I’m doing some research on Unicode and compression algorithms right now for a side-project I’m working on, and I came across a highly ranked Google search result for a UTF-8 munging code snippet that is so idiotic I couldn’t let it pass without comment. If this post helps even one person who would’ve otherwise followed the linked advice, it is worth it.
First, some background. UTF-8 is a character encoding format that can pretty much handle any character under the Sun, from the English alphabet to Japanese kanji to obscure extinct languages. It even includes thousands of esoteric symbols used in smaller fields of study that you’ve probably never even heard of before. But the nice thing about UTF-8 is that it is variable-length. Standard ASCII characters (including everything on a standard English keyboard) only take one byte to represent. All of the common characters from other widely used languages typically take just two bytes to encode. It’s only the really obscure characters that require more than two bytes.

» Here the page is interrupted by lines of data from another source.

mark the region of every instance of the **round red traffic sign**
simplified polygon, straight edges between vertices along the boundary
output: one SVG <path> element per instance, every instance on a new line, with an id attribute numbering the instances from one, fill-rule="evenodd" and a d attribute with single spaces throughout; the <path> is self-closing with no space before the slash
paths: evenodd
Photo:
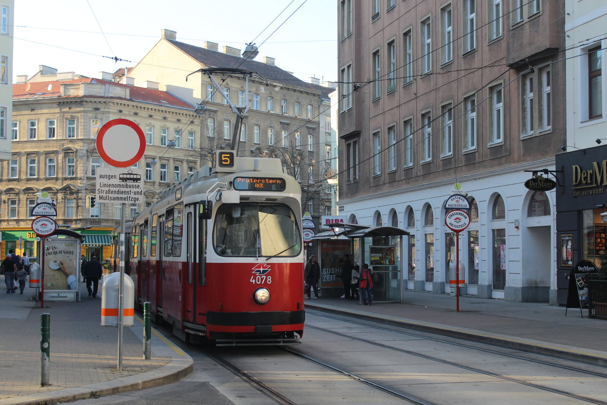
<path id="1" fill-rule="evenodd" d="M 459 233 L 470 225 L 470 216 L 465 211 L 453 209 L 445 216 L 445 225 L 456 233 Z"/>
<path id="2" fill-rule="evenodd" d="M 99 130 L 95 146 L 103 162 L 115 168 L 127 168 L 143 156 L 146 137 L 132 121 L 116 118 L 106 122 Z"/>
<path id="3" fill-rule="evenodd" d="M 42 237 L 52 235 L 57 229 L 57 223 L 50 217 L 38 217 L 32 221 L 32 230 Z"/>

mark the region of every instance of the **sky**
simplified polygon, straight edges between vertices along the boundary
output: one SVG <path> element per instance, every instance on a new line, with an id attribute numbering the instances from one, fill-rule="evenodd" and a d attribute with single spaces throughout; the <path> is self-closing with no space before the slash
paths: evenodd
<path id="1" fill-rule="evenodd" d="M 224 45 L 244 50 L 254 43 L 259 48 L 255 60 L 274 58 L 277 66 L 302 80 L 337 80 L 337 5 L 330 0 L 15 3 L 13 80 L 17 75 L 31 77 L 39 65 L 100 78 L 100 72 L 135 66 L 163 29 L 197 46 L 218 43 L 220 50 Z"/>

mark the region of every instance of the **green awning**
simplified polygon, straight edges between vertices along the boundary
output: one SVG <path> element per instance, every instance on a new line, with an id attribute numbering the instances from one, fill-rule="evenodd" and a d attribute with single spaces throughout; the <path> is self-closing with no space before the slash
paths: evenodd
<path id="1" fill-rule="evenodd" d="M 109 235 L 83 235 L 84 246 L 109 246 L 112 244 L 112 237 Z"/>

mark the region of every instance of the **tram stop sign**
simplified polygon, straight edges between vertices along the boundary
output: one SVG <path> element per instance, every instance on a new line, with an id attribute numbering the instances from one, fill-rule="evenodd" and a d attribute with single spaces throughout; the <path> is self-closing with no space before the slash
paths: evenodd
<path id="1" fill-rule="evenodd" d="M 146 151 L 146 137 L 130 120 L 117 118 L 103 124 L 95 146 L 103 162 L 115 168 L 127 168 L 139 162 Z"/>
<path id="2" fill-rule="evenodd" d="M 459 233 L 470 225 L 470 216 L 462 209 L 453 209 L 445 216 L 445 225 L 455 233 Z"/>

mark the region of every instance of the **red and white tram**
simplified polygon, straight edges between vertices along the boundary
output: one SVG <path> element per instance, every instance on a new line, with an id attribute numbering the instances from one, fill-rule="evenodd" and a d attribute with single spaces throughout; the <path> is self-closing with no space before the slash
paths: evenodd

So now you see why the linked “solution” is so stupid. This guy says he is “designing a little client/server binary message format” and wants “a simple and quick way to encode strings”. Well, duh — use UTF-8, no ifs, ands, or buts about it. It’s simple, quick, and already implemented in any programming language you can think of, so it requires no additional coding. There are all sorts of dumb ways to unnecessarily reinvent the wheel in sotware engineering, but trying to come up with your own character encoding is particularly idiotic. It’s really tricky to get right because there are so many corner cases you’ll never even know existed until they cause your application to break. The Unicode Consortium exists for a reason — what they do is hard.

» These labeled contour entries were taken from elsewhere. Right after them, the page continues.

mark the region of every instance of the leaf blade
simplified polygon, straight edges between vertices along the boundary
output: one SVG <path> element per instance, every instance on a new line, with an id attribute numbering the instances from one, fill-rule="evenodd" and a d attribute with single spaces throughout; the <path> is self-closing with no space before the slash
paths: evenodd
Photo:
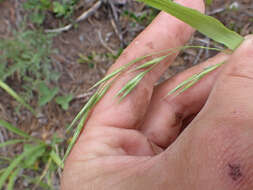
<path id="1" fill-rule="evenodd" d="M 184 7 L 171 0 L 138 0 L 149 6 L 163 10 L 197 29 L 216 42 L 235 50 L 244 40 L 242 36 L 226 28 L 217 19 L 204 15 L 197 10 Z"/>

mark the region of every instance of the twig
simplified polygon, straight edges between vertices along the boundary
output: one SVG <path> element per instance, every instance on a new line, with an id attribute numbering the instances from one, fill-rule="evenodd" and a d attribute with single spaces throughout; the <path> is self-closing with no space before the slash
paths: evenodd
<path id="1" fill-rule="evenodd" d="M 125 42 L 124 42 L 124 39 L 123 39 L 121 29 L 120 29 L 119 24 L 118 24 L 119 17 L 118 17 L 118 14 L 117 14 L 116 7 L 114 6 L 114 3 L 111 0 L 109 0 L 109 5 L 111 7 L 111 12 L 112 12 L 112 13 L 110 13 L 110 17 L 111 17 L 110 21 L 111 21 L 113 30 L 116 33 L 117 37 L 119 38 L 119 40 L 121 42 L 121 46 L 124 47 Z"/>
<path id="2" fill-rule="evenodd" d="M 95 3 L 91 8 L 89 8 L 87 11 L 85 11 L 84 13 L 81 14 L 81 16 L 79 16 L 76 20 L 75 23 L 79 23 L 85 19 L 87 19 L 88 17 L 90 17 L 91 15 L 93 15 L 96 10 L 98 10 L 101 5 L 102 5 L 102 1 L 99 0 L 97 3 Z M 65 32 L 70 30 L 73 27 L 73 24 L 68 24 L 67 26 L 64 26 L 62 28 L 56 28 L 56 29 L 46 29 L 45 32 L 48 33 L 58 33 L 58 32 Z"/>

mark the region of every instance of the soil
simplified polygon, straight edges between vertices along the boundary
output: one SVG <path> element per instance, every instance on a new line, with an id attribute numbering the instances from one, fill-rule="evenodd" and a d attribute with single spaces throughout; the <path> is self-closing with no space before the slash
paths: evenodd
<path id="1" fill-rule="evenodd" d="M 11 36 L 13 29 L 18 29 L 25 14 L 22 9 L 22 2 L 9 0 L 0 3 L 0 38 L 8 38 Z M 78 5 L 79 8 L 75 11 L 73 19 L 94 3 L 92 0 L 84 0 L 84 2 L 86 3 Z M 121 13 L 126 10 L 134 12 L 136 15 L 150 12 L 150 9 L 134 1 L 118 0 L 115 2 L 118 3 L 115 4 L 115 7 Z M 234 10 L 230 9 L 232 6 Z M 52 101 L 43 109 L 40 109 L 40 114 L 37 118 L 25 109 L 21 109 L 17 113 L 15 109 L 17 103 L 6 95 L 4 91 L 0 90 L 0 118 L 8 120 L 29 134 L 44 140 L 51 139 L 54 133 L 65 137 L 65 126 L 73 120 L 92 94 L 92 92 L 88 92 L 88 89 L 105 75 L 107 69 L 115 61 L 111 55 L 113 53 L 116 54 L 121 48 L 125 48 L 148 23 L 148 21 L 136 23 L 133 19 L 119 14 L 119 21 L 116 24 L 118 24 L 120 35 L 123 36 L 123 40 L 120 40 L 112 25 L 111 20 L 114 17 L 111 16 L 110 10 L 109 5 L 103 4 L 92 16 L 80 22 L 77 27 L 54 38 L 54 48 L 58 49 L 58 53 L 52 55 L 53 66 L 61 73 L 61 78 L 57 85 L 61 88 L 62 93 L 74 94 L 74 99 L 71 101 L 70 108 L 67 111 L 63 111 L 59 105 Z M 208 7 L 206 12 L 243 36 L 253 33 L 252 0 L 214 0 L 213 5 Z M 60 26 L 60 23 L 66 24 L 67 21 L 59 21 L 52 14 L 49 14 L 43 24 L 43 28 L 56 28 Z M 29 27 L 33 28 L 34 26 L 30 24 Z M 190 43 L 207 45 L 201 42 L 203 40 L 208 41 L 206 37 L 196 33 Z M 212 42 L 209 43 L 213 44 Z M 93 55 L 93 67 L 86 63 L 78 63 L 80 55 Z M 168 69 L 161 81 L 213 55 L 214 53 L 209 51 L 184 51 Z M 14 81 L 8 84 L 14 87 L 17 85 Z M 32 105 L 35 104 L 32 102 Z M 7 138 L 13 137 L 12 134 L 1 129 L 0 134 L 1 138 L 3 138 L 0 138 L 0 140 L 7 140 Z M 17 187 L 17 189 L 24 188 Z"/>

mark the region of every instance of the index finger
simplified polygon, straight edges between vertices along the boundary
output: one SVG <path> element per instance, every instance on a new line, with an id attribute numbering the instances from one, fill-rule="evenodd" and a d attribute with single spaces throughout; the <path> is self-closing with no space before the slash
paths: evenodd
<path id="1" fill-rule="evenodd" d="M 178 0 L 184 6 L 204 11 L 203 0 Z M 194 30 L 180 20 L 161 12 L 156 19 L 143 31 L 123 52 L 110 71 L 133 61 L 138 57 L 161 50 L 177 48 L 184 45 Z M 175 59 L 176 53 L 168 56 L 150 71 L 120 104 L 115 95 L 133 78 L 136 73 L 124 73 L 112 85 L 102 100 L 93 110 L 89 123 L 95 126 L 114 126 L 119 128 L 136 128 L 146 113 L 151 99 L 154 83 Z"/>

This guy even confesses that his expected input will probably not contain Unicode characters that are longer than 2 bytes. So there is no justification at all for what he does next — he creates a mangled version of UTF-8 that turns all Unicode characters 3 bytes and longer into question marks, instead of just leaving them as is. So instead of allowing a rare character to take an additional byte or two, it gets mangled. And to accomplish this, he has to create his own custom encoding solution that is an intentionally broken version of UTF-8. That’s the worst part — he’s wasting time creating completely unnecessary code, that will need to be maintained, that will need to be debugged — and for what?
Of course, none of the people responding to his thread point out that what he is trying to do is stupid. They just smile and hand him some rope.